Mice who were treated with a standard drug therapy all still had TB bacteria in their lungs after six weeks, and in companion studies, these mice required 16 to 20 weeks to achieve a 100 percent relapse-free cure.
The parabolic response surface regimens do not include isoniazid and rifampin, the two drugs in the standard regimen to which people with multi-drug-resistant TB develop resistance. They also do not include drugs classified as fluoroquinolones and aminoglycosides, to which people with strongly drug-resistant TB additionally develop resistance. This means that the parabolic response surface regimens are suitable for treating the majority of even the most drug-resistant cases of TB.
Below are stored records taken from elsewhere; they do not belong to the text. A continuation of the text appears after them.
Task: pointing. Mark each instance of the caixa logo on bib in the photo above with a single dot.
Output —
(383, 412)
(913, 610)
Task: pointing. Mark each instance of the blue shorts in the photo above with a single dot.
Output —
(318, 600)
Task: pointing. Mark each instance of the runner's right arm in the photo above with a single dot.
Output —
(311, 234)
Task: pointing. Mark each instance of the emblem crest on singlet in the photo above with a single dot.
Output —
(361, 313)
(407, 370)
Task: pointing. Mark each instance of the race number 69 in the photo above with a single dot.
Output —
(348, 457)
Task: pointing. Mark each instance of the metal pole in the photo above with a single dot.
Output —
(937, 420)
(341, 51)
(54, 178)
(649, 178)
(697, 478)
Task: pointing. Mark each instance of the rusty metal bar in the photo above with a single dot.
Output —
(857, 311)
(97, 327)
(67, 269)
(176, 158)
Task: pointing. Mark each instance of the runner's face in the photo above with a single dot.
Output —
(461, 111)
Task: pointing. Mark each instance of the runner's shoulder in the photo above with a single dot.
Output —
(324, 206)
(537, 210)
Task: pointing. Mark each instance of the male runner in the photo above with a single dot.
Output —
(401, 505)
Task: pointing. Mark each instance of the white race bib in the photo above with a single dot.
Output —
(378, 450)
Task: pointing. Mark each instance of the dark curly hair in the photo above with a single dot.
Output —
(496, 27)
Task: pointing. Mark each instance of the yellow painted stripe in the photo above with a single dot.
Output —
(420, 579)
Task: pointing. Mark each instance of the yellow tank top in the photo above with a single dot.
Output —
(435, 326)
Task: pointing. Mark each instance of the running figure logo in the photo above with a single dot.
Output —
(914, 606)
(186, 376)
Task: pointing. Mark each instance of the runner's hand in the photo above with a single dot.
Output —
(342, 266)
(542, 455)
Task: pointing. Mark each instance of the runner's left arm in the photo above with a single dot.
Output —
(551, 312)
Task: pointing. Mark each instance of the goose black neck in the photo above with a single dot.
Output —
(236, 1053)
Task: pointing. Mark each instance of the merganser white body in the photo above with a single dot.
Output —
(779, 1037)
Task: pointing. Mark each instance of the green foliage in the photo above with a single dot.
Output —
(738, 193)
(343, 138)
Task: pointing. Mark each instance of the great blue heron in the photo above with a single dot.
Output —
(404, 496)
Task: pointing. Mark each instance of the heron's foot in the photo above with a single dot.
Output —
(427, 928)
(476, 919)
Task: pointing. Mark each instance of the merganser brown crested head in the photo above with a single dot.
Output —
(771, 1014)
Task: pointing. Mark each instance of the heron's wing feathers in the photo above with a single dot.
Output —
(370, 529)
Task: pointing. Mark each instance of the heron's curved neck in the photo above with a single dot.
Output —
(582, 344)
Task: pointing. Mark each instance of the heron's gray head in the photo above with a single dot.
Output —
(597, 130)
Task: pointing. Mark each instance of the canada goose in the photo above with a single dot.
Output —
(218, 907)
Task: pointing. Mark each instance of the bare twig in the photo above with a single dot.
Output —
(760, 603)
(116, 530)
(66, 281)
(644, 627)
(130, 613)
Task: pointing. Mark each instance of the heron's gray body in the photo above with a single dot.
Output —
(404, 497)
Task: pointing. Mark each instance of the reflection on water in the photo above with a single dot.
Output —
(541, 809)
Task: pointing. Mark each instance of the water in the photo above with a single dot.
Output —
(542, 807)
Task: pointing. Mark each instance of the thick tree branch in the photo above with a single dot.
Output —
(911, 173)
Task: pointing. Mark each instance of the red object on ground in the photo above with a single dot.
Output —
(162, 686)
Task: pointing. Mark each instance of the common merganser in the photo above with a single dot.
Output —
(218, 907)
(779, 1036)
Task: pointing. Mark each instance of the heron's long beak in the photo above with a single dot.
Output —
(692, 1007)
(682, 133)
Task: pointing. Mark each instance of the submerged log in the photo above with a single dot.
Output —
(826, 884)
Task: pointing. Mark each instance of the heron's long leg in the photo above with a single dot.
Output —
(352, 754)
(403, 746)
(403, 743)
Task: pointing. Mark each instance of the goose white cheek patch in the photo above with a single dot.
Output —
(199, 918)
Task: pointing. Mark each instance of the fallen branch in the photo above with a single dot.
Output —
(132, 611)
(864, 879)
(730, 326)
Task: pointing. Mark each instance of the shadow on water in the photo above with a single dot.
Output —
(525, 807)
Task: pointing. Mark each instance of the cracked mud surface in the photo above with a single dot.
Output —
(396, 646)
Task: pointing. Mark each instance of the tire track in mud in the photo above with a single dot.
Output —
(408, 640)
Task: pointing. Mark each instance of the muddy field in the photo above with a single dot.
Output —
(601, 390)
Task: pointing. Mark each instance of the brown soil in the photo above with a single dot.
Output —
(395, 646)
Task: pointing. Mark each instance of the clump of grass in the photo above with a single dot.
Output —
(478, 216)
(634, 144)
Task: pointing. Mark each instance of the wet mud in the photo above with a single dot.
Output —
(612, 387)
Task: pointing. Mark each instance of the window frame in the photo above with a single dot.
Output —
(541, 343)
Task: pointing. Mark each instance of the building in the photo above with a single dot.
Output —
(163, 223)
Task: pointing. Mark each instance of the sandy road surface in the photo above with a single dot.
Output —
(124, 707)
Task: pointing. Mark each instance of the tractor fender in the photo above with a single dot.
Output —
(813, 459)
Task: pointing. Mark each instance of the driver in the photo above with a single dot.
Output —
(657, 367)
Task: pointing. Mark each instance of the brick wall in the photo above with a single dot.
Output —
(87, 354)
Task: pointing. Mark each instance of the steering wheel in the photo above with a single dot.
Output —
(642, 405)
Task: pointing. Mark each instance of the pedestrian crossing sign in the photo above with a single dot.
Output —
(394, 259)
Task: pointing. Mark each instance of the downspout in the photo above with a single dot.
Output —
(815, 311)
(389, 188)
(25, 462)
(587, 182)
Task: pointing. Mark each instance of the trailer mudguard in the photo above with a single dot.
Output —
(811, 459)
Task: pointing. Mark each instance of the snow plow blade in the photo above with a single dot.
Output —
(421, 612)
The next step will be to test the drug regimens in humans with tuberculosis who are resistant to the standard drugs used to treat TB. The researchers also plan to expand the therapy platform to include experimental TB drugs to develop even more potent combinations.
The study was supported by a subgrant from Shanghai Jiao Tong University, a grantee of the Bill & Melinda Gates Foundation.
Additional study co-authors are Daniel Clemens, Bai-Yu Lee, Aleidy Silva, Barbara Jane Dillon, Saša Masleša-Galić and Susana Nava of UCLA; and Xianting Ding of Shanghai Jiao Tong University in China.